# MSC4245: Immutable encryption algorithm

Enabling encryption in a room after it's been created works well for some encryption algorithms,
like Megolm in today's specification, but doesn't work well when aiming to support RFC 9420 MLS in
Matrix. Rooms using MLS will be required to change their authorization rules and possibly state
resolution behaviours, which could be breaking if a server misses the [`m.room.encryption`](https://spec.matrix.org/v1.13/client-server-api/#mroomencryption)
state event being sent. To avoid this situation, this proposal suggests that the encryption algorithm
can *optionally* be specified in the [`m.room.create`](https://spec.matrix.org/v1.13/client-server-api/#mroomcreate)
event instead, nullifying the `m.room.encryption` event's `algorithm` field.


## Proposal

When the `m.room.create` event's `content` contains an `encryption_algorithm` field, that encryption
algorithm MUST be used within that room. The `algorithm` field of `m.room.encryption` serves no purpose
in such rooms.

If the `m.room.create` event's `content` does not have an `encryption_algorithm`, the `m.room.encryption`
state event operates as per usual.

Other fields/properties of `m.room.encryption` are not modified by this proposal, such as key rotation
periods.

Note that an empty string, or unrecognized value, may be present in `encryption_algorithm`: this is
legal, and causes `m.room.encryption`'s `algorithm` to be ignored.


## Alternatives

None applicable


## Potential issues

From a security perspective, it's entirely possible that the `m.room.encryption` event's `algorithm`
is different from the `m.room.create`'s `encryption_algorithm`. Clients may (rightly) get confused
if they don't yet recognize `encryption_algorithm` in the create event, and use a less secure algorithm
in the room. Receiving clients may further accept these events and attempt to decrypt them instead
of rejecting due to the wrong algorithm being used. Or, worse, there are effectively two rooms going
on as half the participants only encrypt for their half of the room.
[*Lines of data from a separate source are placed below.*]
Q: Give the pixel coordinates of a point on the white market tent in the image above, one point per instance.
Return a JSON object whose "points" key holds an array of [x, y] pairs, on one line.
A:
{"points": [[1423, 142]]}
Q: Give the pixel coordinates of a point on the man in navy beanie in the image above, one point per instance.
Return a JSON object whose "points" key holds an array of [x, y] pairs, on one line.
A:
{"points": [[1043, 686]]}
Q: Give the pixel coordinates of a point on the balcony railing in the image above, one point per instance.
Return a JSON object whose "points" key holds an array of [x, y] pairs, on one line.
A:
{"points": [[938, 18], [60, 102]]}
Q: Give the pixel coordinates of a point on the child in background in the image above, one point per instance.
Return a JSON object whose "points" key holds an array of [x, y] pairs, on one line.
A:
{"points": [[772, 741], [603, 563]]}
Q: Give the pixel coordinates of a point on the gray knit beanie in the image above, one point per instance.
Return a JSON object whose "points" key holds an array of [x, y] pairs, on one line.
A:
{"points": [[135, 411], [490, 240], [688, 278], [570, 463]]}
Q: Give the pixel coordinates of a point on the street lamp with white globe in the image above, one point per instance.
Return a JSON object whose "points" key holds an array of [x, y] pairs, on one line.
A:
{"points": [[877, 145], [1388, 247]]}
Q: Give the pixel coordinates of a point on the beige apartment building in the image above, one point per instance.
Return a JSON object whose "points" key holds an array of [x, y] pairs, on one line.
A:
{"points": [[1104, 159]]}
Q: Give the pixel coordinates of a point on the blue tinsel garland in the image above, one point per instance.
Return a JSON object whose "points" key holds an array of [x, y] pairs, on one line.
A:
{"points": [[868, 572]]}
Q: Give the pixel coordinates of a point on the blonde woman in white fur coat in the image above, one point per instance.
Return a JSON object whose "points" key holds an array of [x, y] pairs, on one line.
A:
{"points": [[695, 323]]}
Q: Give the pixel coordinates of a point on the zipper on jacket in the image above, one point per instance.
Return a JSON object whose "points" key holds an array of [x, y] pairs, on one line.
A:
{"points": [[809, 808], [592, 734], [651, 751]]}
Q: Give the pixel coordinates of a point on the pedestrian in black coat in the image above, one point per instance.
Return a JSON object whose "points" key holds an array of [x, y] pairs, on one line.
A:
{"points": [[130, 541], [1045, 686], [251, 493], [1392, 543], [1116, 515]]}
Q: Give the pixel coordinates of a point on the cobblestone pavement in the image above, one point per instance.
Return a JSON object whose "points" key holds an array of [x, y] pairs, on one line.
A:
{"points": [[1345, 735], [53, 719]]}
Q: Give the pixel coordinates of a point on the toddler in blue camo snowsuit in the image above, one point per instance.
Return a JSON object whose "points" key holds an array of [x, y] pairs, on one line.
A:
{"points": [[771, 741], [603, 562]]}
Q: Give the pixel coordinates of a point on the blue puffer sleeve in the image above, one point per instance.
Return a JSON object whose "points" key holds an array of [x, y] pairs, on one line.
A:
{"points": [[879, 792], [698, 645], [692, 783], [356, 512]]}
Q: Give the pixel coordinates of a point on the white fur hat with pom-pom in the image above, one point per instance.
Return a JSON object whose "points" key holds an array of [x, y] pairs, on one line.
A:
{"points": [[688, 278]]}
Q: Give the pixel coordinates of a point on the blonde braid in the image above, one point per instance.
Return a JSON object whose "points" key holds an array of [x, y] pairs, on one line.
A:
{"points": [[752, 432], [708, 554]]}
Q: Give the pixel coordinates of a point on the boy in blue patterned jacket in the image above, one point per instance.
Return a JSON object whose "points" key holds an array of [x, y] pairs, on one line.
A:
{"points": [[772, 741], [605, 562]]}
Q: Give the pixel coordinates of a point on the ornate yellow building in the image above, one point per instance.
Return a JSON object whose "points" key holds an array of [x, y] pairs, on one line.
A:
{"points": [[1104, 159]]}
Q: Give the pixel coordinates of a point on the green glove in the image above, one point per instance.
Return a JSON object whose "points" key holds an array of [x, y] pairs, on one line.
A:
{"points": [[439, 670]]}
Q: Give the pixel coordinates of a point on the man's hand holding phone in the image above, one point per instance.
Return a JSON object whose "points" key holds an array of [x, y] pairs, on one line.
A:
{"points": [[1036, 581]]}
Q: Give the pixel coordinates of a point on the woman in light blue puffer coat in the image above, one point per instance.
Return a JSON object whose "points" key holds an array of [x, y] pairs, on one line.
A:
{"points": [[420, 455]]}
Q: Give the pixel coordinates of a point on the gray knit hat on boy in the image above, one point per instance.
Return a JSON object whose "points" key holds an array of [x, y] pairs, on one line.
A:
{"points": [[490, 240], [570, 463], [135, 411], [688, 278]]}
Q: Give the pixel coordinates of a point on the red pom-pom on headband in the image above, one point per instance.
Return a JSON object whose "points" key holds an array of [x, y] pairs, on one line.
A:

Solving this is tricky, and may require a room version bump with significant public information
campaigns to encourage client developers to adopt the change, once the MSC is accepted. The Spec Core
Team should consider rollout requirements prior to Final Comment Period of `merge` for this MSC.


## Security considerations

See potential issues.


## Dependencies

This MSC is not dependent on any other MSCs. [MSC4244](https://github.com/matrix-org/matrix-spec-proposals/pull/4244)
relies on the functionality introduced by this proposal. Others may additionally exist.


## Unstable prefix

While this proposal is not considered stable, implementations should use `org.matrix.msc4245.encryption_algorithm`
in the create event instead of `encryption_algorithm`. Developers should note that rooms created
using this unstable prefix may break when implementations drop support for the unstable prefix,
and not expose such rooms to production end users.